1) forwarding from as1 with HSRP on the distro switches.  Basically it doesn't forward over both links for the same vlan from as1. It would only forward over the link that connected to the HSRP active switch. The other link would be unused. But note that is unused for that vlan so you would definitely want to spread your HSRP active gateways across ds1 and ds2.

Also it's important to note that return traffic to the client could come via either link depending on which distro switch the return traffic arrives at.

So client to HSRP active gateway always on the same link.  Return traffic could use either link.

2) HSRP hellos. These are sent via the access switch as1 in our case because they cannot be sent across the L3 interconnect link. So imagine the following -

as1 is connected to ds1 and ds2.

as1 has vlan 10 on it.

ds1 is the HSRP active for vlan 10

HSRP hellos for vlan 10 are sent via as1.

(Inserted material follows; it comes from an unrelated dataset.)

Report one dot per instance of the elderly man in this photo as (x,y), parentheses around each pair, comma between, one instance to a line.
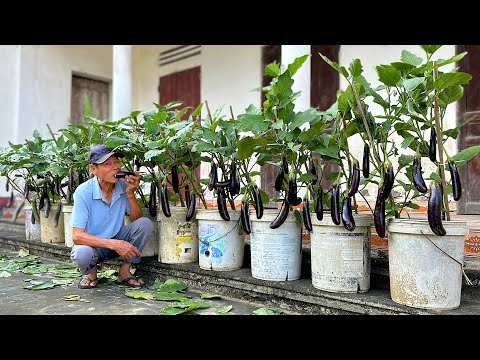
(99,207)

If the link from as1 to ds1 fails or ds1 fails etc. then the HSRP hello no longer have a path between ds1 and ds2 for vlan 10. So ds2 now becomes the active gateway for HSRP and as1 simply sends all traffic for the HSRP virtual IP to ds2 instead.

Jon

OK, I'm almost there, but I'm a little confused about VLAN 10.  It exists on both ds1 and ds2 (and as1), correct?  What about SVIs for HSRP?  Do I use SVIs for the real interfaces on the VLAN and a standby IP?  What IPs do I use for the L3 interconnect?  Are they also in VLAN10?

I apologize for the barrage of questions...

No need to apologize, these forums are here to answer questions

Vlan 10 at layer 2 ie. in the vlan database needs to exist on all 3 switches - as1/ds1/ds2.

Vlan 10 L3 interfaces would be on ds1 and ds2 only. You configure an ip address from the same subnet on each vlan 10 interface and then a common IP which is the HSRP virtual IP eg.

ds1

===

int vlan 10

ip address 192.168.5.2 255.255.255.0

standby 10 ip 192.168.5.1  <--- this is the virtual IP

standby 10 priority 110

standby 10 preempt

standby 10 authenticaion

ds2

===

int vlan 10

ip address 192.168.5.3 255.255.255.0

standby 10 ip 192.168.5.1

standby 10 authentication

in the above ds1 would be the HSRP active gateway because it has a HSRP priority of 110 (100 is the default which is what ds2 is using). You use the virtual IP of 192.168.5.1 as the default-gateway on your clients in vlan 10 and they would use addresses from the 192.168.5.0/24 subnet.

The L3 interconnect is not in vlan 10. You would generally make it a routed link ie. it wouldn't be in any vlans because it doesn't need to be. All the L3 link is for is so the distribution switches can exchange routes and advertise routes to any other L3 devices. Optionally instead of a routed link it could be a dedicated vlan ie. one not used for anything else just for ds1 and ds2 to peer with each other but if you can i would generally use routed links.

If you did use a dedicated vlan for peering then you would need SVIs for that vlan on each switch ie. ds1 and ds2 but there is no need for HSRP configuration as there are no end devices in this vlan.

Jon

Are there any split-brained HSRP issues when an access switch uplink fails?  Do both distribution switches think they're HSRP active?

If the uplink from as1 to ds1 fails then yes both ds1 and ds2 become active for vlan 10. However from the perspective of as1 this is not an issue because as1 only has the uplink to ds2 left so it just forwards all client traffic to that switch.

This is also partly why in this design you limit vlans to specific access-layer switches. If you look at the diagram you posted you'll see that each access-layer switch has different vlans on it. No vlan occurs on more than one access-layer switch. And it means that you only have HSRP hellos going between ds1 and ds2 for each vlan via the specific access-layer switch responsible for that vlan.

Jon

Awesome, you are the man.  I appreciate it, makes total sense.